Maybe I’m seeing things the wrong way.
My anecdotal experience is that I still have to dive into X to follow some people. I use mostly Mastodon, occasionally look into BlueSky, and pretty much stopped caring about Threads since Meta decided to treat the EU differently. I’d say the grand social experiment the post portrays just isn’t happening.
Does anybody know what happened to the great "Mary Meeker" (?) Web Internet Report, posted annually by her?
I loved her compilations.
> Bluesky will cross 60 million registered users in 2026. Growth will slow from 2024’s explosive pace but remain steady, driven by continued X dissatisfaction and improved features.
That would be a surprise since (active user) growth has been negative over recent months.
As others here below have noticed, there is no match between actual data and predictions made by the authors.
Which is definitely strange, and we should ask: why?
>> "At least one fully independent ATProto stack — PDS, Relay, and AppView operating without dependency on Bluesky PBC infrastructure — will achieve viability in 2026, meaning it has paying customers or sustainable funding.
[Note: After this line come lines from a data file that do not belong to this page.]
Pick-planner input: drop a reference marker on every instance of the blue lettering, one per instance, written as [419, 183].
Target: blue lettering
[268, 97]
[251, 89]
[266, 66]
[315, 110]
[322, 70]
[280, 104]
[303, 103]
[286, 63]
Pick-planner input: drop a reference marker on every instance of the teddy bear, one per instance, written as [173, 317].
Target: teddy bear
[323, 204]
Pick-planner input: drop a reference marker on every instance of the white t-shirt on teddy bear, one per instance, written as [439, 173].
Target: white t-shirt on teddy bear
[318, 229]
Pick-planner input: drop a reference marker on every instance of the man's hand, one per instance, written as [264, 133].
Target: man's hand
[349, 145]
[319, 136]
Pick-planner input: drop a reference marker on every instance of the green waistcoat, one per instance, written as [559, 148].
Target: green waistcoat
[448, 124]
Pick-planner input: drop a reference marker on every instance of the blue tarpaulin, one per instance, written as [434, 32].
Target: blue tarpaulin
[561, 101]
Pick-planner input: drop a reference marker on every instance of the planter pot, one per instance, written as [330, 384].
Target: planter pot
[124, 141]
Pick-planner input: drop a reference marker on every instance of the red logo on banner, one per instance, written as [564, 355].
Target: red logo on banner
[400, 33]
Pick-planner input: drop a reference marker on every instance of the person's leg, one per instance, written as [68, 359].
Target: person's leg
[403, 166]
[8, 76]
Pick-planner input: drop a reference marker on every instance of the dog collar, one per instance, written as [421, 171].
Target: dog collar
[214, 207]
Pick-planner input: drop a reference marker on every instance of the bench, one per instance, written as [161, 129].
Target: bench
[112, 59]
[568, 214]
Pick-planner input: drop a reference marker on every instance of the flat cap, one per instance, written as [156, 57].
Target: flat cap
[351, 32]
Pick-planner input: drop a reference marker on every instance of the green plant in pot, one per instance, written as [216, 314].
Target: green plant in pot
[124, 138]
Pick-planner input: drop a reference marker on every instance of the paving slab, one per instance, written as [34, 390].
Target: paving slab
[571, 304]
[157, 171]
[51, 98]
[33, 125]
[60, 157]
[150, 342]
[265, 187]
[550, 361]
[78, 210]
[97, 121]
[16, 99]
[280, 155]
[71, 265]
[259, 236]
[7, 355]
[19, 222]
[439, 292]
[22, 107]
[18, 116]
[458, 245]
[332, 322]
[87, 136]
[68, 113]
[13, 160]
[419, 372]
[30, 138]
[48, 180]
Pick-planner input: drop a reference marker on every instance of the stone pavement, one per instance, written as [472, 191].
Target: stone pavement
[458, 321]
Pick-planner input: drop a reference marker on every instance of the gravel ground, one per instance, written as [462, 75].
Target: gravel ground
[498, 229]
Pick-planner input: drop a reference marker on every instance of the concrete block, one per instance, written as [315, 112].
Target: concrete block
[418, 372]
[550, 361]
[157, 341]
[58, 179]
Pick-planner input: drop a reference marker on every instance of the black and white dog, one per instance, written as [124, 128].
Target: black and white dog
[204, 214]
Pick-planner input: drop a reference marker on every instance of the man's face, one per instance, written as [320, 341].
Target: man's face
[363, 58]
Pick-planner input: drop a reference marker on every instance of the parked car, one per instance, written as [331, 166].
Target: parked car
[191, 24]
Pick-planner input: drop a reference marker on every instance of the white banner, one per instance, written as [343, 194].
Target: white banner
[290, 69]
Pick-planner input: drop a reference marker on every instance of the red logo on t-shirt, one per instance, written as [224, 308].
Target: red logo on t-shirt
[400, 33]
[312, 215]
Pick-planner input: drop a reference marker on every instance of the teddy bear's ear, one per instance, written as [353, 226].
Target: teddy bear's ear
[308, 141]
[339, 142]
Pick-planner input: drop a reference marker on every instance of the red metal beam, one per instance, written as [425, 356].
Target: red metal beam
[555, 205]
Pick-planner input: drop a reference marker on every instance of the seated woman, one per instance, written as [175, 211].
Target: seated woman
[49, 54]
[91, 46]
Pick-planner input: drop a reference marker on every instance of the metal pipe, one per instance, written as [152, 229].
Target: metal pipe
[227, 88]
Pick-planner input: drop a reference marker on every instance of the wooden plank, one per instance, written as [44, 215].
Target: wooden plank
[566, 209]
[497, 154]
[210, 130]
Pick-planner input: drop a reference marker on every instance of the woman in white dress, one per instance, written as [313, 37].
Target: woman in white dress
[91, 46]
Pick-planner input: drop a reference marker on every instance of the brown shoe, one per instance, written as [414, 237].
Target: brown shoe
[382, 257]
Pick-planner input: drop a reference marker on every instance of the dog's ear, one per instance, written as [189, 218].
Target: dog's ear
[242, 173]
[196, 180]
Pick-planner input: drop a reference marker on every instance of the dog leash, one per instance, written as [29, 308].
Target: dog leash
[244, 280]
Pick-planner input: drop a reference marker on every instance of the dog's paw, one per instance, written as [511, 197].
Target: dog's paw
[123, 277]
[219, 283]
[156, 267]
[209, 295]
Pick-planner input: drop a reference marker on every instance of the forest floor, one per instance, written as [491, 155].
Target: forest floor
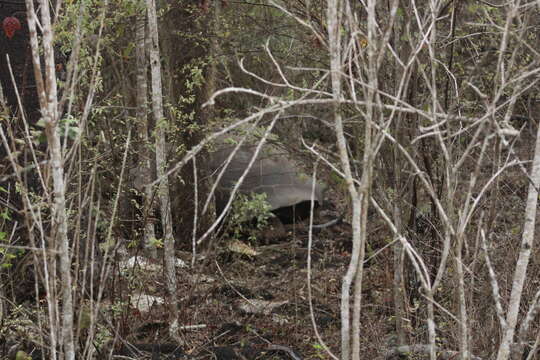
[257, 306]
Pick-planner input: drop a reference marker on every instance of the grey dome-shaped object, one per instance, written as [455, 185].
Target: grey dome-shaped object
[273, 173]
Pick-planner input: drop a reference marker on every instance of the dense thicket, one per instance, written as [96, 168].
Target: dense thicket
[422, 119]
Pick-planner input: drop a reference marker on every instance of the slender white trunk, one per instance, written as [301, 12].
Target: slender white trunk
[47, 93]
[524, 256]
[161, 162]
[144, 141]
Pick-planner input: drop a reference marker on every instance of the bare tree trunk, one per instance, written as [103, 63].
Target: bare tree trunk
[144, 140]
[161, 163]
[48, 96]
[524, 255]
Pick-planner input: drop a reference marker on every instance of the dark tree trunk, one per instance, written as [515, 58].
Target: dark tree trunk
[18, 50]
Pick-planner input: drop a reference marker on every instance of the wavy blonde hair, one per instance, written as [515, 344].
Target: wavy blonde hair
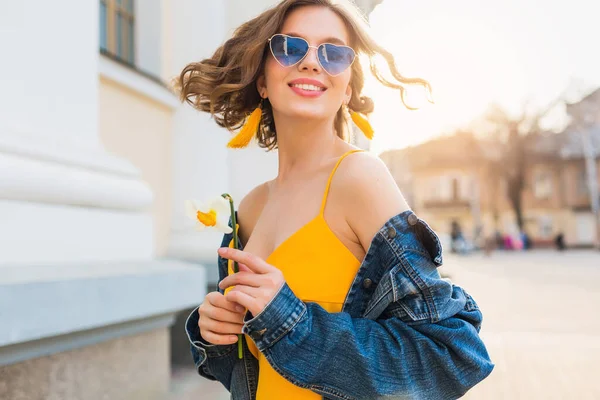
[225, 84]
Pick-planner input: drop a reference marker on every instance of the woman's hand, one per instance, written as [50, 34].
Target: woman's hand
[256, 283]
[220, 319]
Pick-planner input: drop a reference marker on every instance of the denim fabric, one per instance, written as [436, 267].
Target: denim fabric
[403, 333]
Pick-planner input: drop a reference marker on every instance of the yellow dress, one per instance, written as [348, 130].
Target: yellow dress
[318, 268]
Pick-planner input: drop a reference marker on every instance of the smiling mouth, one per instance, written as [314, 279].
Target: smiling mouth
[310, 88]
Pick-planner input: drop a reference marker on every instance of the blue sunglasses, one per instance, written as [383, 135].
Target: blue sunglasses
[290, 50]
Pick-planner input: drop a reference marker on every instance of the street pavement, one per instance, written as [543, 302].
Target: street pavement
[541, 323]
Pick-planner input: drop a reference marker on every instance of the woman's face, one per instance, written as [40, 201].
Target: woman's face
[317, 25]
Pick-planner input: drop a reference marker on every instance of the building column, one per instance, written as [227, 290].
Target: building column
[76, 259]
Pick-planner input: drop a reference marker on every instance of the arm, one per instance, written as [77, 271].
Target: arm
[424, 344]
[216, 362]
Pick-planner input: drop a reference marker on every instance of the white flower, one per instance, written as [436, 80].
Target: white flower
[213, 214]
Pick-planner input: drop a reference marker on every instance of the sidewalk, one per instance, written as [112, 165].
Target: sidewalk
[540, 324]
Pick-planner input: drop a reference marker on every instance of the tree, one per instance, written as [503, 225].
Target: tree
[515, 139]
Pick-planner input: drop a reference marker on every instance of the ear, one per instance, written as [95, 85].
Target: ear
[348, 93]
[261, 86]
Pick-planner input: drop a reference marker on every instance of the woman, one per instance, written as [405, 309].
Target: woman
[338, 293]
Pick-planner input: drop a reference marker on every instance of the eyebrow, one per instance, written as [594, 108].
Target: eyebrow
[331, 39]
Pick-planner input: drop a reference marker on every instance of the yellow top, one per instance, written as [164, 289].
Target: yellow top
[318, 268]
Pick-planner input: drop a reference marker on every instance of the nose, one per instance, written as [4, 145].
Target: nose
[310, 62]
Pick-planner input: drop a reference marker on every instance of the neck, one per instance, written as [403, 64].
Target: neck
[303, 145]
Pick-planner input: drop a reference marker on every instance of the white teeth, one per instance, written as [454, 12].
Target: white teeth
[304, 86]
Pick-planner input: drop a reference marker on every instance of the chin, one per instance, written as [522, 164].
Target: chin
[308, 111]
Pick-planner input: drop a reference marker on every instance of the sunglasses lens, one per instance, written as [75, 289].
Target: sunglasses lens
[335, 59]
[288, 50]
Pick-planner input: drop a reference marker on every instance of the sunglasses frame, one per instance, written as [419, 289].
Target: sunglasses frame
[310, 47]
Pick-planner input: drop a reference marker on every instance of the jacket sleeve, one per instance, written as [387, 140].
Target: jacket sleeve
[423, 345]
[214, 362]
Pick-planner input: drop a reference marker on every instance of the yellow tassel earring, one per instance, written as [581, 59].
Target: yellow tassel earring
[248, 131]
[363, 124]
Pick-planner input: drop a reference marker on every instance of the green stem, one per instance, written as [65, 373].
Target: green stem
[235, 266]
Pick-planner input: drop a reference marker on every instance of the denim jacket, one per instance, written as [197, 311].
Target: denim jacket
[403, 332]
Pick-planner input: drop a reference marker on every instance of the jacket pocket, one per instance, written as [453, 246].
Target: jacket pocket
[409, 301]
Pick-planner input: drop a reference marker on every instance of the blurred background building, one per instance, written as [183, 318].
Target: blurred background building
[462, 178]
[98, 265]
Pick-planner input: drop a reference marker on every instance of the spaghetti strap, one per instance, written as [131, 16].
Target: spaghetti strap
[324, 201]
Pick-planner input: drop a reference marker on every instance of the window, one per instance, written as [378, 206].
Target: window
[542, 185]
[582, 184]
[117, 29]
[545, 226]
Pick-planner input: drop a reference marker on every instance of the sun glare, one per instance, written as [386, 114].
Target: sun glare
[468, 64]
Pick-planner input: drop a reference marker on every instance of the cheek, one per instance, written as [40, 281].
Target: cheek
[340, 84]
[274, 73]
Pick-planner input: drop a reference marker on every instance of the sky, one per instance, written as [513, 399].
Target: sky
[475, 53]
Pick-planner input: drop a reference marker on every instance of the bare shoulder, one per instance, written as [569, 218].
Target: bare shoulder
[250, 208]
[371, 195]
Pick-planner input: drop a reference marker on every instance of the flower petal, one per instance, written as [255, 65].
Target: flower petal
[223, 227]
[190, 209]
[220, 205]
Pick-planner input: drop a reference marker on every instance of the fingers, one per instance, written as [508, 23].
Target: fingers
[218, 300]
[253, 262]
[220, 327]
[242, 278]
[214, 338]
[251, 303]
This will be the year ATProto proves (or fails to prove) it can exist beyond Bluesky-the-company."
Isn't Blacksky already there? I haven't kept up, but I thought the last big banning blowup led to prioritizing finishing the AppView.
social network, and to some degree open internet, is a millennial thing, it will die out as millennials get older.
can't reveal too much too soon but someone out there is quietly trying to make "At least one major national government or major city will launch an official presence on BOTH Bluesky AND the ActivityPub Fediverse in 2026" happen.
Bluesky? Fediverse? Really?
please put more work into AI generated content
X or Bsky will likely evolve/become replaced by the social network where every tweet is an instant poll, here's a mockup I found:
https://x.com/MaskedMelonUsk/status/1987338574606356901?s=20
Slightly tangentially, I expect GitHub to seriously lose lustre as developer de facto social network, with codeberg and self hosted forgejo taking off, leading to a fediverse of instances.
That is likely to be a bigger trend than any shift in normie open social web stuff.